I had no idea that immediately on my return I would be plunged into heavy duty as the eldest nephew of my only surviving older relative -my 91 year old uncle who lives four hours away.   Taken into hospital twice in rapid succession and needing to find a new residential home, his needs have suddenly entangled us with the  world of doctors, nurses, occupational therapists, social workers, and residential care workers. The next few days we shall be involved in physically moving him from his home of the last 15 years.  He is a kindly private man who will not complain. All my life in ministry I have witnessed others going through this process with elderly relatives - now I can speak with fellow-feeling.
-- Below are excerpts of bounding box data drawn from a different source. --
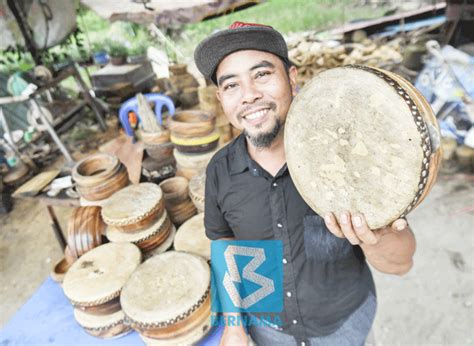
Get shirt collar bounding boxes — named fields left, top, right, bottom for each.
left=229, top=134, right=250, bottom=175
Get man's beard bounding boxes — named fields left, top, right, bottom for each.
left=243, top=118, right=282, bottom=149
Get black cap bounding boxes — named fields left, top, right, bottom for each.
left=194, top=22, right=289, bottom=84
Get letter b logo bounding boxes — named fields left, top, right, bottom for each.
left=211, top=240, right=283, bottom=312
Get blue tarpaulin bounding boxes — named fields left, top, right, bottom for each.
left=0, top=278, right=222, bottom=346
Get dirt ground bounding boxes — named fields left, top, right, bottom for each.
left=0, top=169, right=474, bottom=345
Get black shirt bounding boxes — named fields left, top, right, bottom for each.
left=204, top=135, right=375, bottom=341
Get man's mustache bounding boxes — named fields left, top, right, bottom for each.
left=237, top=102, right=276, bottom=120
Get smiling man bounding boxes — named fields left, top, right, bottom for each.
left=195, top=22, right=415, bottom=346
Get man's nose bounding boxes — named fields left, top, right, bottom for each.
left=241, top=82, right=263, bottom=103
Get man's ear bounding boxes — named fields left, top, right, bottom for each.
left=288, top=65, right=298, bottom=97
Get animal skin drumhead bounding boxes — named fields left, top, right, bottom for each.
left=285, top=67, right=437, bottom=229
left=120, top=251, right=211, bottom=323
left=102, top=183, right=163, bottom=225
left=63, top=243, right=142, bottom=306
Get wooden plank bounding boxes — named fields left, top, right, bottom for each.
left=99, top=135, right=143, bottom=184
left=12, top=170, right=60, bottom=197
left=331, top=2, right=446, bottom=35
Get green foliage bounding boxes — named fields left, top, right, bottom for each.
left=104, top=39, right=128, bottom=56
left=178, top=0, right=387, bottom=55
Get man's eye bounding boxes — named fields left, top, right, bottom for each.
left=224, top=83, right=237, bottom=90
left=255, top=71, right=270, bottom=78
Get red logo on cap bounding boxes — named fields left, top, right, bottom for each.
left=229, top=22, right=273, bottom=29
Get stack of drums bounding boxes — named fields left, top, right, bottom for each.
left=168, top=110, right=220, bottom=179
left=102, top=183, right=176, bottom=257
left=140, top=130, right=175, bottom=172
left=63, top=243, right=142, bottom=338
left=174, top=213, right=211, bottom=260
left=168, top=110, right=219, bottom=154
left=67, top=207, right=105, bottom=259
left=173, top=149, right=218, bottom=180
left=199, top=85, right=233, bottom=146
left=120, top=251, right=211, bottom=345
left=51, top=207, right=105, bottom=283
left=72, top=153, right=129, bottom=201
left=160, top=177, right=197, bottom=227
left=189, top=172, right=206, bottom=213
left=169, top=64, right=199, bottom=109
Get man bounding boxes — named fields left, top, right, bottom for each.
left=195, top=22, right=415, bottom=345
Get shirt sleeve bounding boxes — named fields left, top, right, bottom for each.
left=204, top=165, right=234, bottom=240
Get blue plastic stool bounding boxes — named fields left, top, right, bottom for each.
left=119, top=93, right=175, bottom=137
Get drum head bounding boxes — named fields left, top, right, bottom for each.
left=74, top=309, right=125, bottom=329
left=106, top=210, right=168, bottom=243
left=120, top=251, right=210, bottom=325
left=174, top=213, right=211, bottom=259
left=143, top=225, right=176, bottom=259
left=285, top=67, right=431, bottom=229
left=102, top=183, right=163, bottom=226
left=63, top=243, right=142, bottom=306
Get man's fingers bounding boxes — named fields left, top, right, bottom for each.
left=339, top=212, right=360, bottom=245
left=324, top=213, right=344, bottom=238
left=352, top=214, right=378, bottom=245
left=392, top=219, right=408, bottom=231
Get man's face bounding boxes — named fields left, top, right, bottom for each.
left=216, top=50, right=296, bottom=147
However, today I have exulted in a very different family happening.  Carol has celebrated her Big Birthday in style.  For the first time ever, both our boys and their families were able to join us in our home for a riotous Chinese take-away, cricket on the nearby playing field, water-play in the garden, balloons, banner, cards (over 50 so far!), and gifts.  Earlier we had driven out for a couple of quiet hours in Bury St. Edmunds. As we sat by the bowling green with the backdrop of the magnificent abbey we reminisced about life so far and God's goodness in it.  Family life certainly adds complications but we are profoundly grateful to God for the story so far.

Sunday, May 3, 2015

Praying and following through

Today we were back in our local Baptist church in Histon, England.  There is something quite remarkable about being back with the people of God you belong to.  It's not just that you have friends whose stories matter to you because you share in the same small group, or have enjoyed hospitality in their homes.  It's that these friends may have been praying for you and actually following your progress while you are away!
It is so easy to say that you will remember someone and that you will pray for them yet find good intentions are pushed way back off your agenda.  But, to our joy, Carol and I were met with dozens of enquiries from people we knew well (and some we didn't) who wanted to know how the preaching project had fared, how I got on in my speaking commitments, and how well we had both kept on our travels.  It was humbling to be on the receiving end of such genuine interest from people who had actually remembered and prayed for us.  Follow-up like this shows authentic Christian love.
It made me think of my list of intercessions that I return to in the UK - the individuals I try to remember in prayer - and how my follow-up with them will actually reveal how much I cared and prayed.   It's a great experience to be prayed for and supported by people who follow through, isn't it?